Skegg reported in early June that New Zealand had less than one-third of the ICU beds per capita than the average of 22 OECD countries. We were ranked 21st, followed by Mexico. While speculating about "some expansion of facilities over the last year", he said "this is likely to be modest".
He was right. There were 334 ventilators and 358 ICU beds at the end of the first lockdown. The Ministry of Health says there are just 284 fully staffed ICU beds across public hospitals. While there are 629 ICU-capable ventilators, including 133 in reserve, the number of nurses trained to work with them improved by just 1 per cent. The problem that forced Ardern to opt for her ultra-tough strategy is as bad as ever.
Little new can be said about the vaccination fiasco. We have the slowest rollout in the developed world, not all frontline border and MIQ workers are yet vaccinated and there was no chance of reaching population immunity until mid-December, even without this week's pause.
Given Skegg's warning, it is scandalous vaccination centres didn't have personal protection equipment (PPE) on site to operate uninterrupted when we moved to level 4. The blame lies not with those on the front line, but with Wellington bureaucrats who failed to order vaccines in line with the rest of the world and who have a lamentable record on distributing PPE.
Those same bureaucrats took us from the front to the back of the vaccination queue, allegedly to save $40 million. Yet they paid $38m to upgrade vaccination software for Covid, when the existing supplier said it could have been done for $50,000. Incomprehensibly, they are now resisting pre-ordering booster shots.
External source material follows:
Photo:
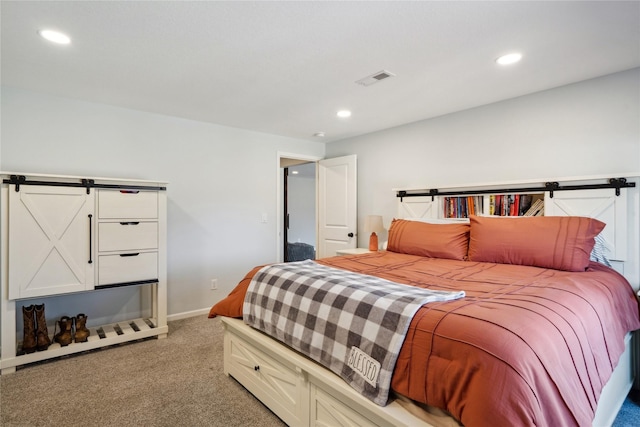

More than a year after first proposed, there is no border let alone nationwide saliva-testing programme. The reasons are disputed by the various suppliers of that technology, but all unite with the Beehive in blaming the Ministry of Health.
Yet Ardern and her Beehive should not be let off so easily. For months, ministers and strategists have privately pointed the finger at the bureaucrats for every failure while claiming success for Ardern's rhetorical achievements.
But those bureaucrats report to ministers. If their performance is as poor as claimed, then the buck stops at the top and the time for whispers is past. If the Beehive does not believe senior bureaucrats are capable of preparing the health system for a post-elimination strategy, it should say so publicly and get in people who are.
- Matthew Hooton is an Auckland-based public relations consultant.